The Uceli Quartet perform for an audience made of plants during a concert created by Spanish artist Eugenio Ampudia and that will be later streamed to mark the reopening of the Liceu Grand Theatre in Barcelona on June 22, 2020 following a national lockdown to stop the spread of the novel coronavirus. (LLUIS GENE / AFP)

BARCELONA - Barcelona’s Liceu opera house reopened its doors on Monday for the first time in over three months to hold a concert - exclusively for a quiet, leafy audience of nearly 2,300 house plants.

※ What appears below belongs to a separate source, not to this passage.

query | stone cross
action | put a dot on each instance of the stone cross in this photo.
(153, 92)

Opera organisers said the intention was to reflect on the absurdity of the human condition in the era of the coronavirus, which deprives people of their position as spectators

Organisers said the intention was to reflect on the absurdity of the human condition in the era of the coronavirus, which deprives people of their position as spectators.

“Nature advanced to occupy the spaces we snatched from it,” executive producer Eugenio Ampudio said on stage at an afternoon rehearsal before the concert.

“Can we extend our empathy? Let’s begin with art and music, in a great theatre, by inviting nature in,” he said inside the eclectic, neo-classical venue that dates back to the 19th century and is one of Europe’s largest opera houses.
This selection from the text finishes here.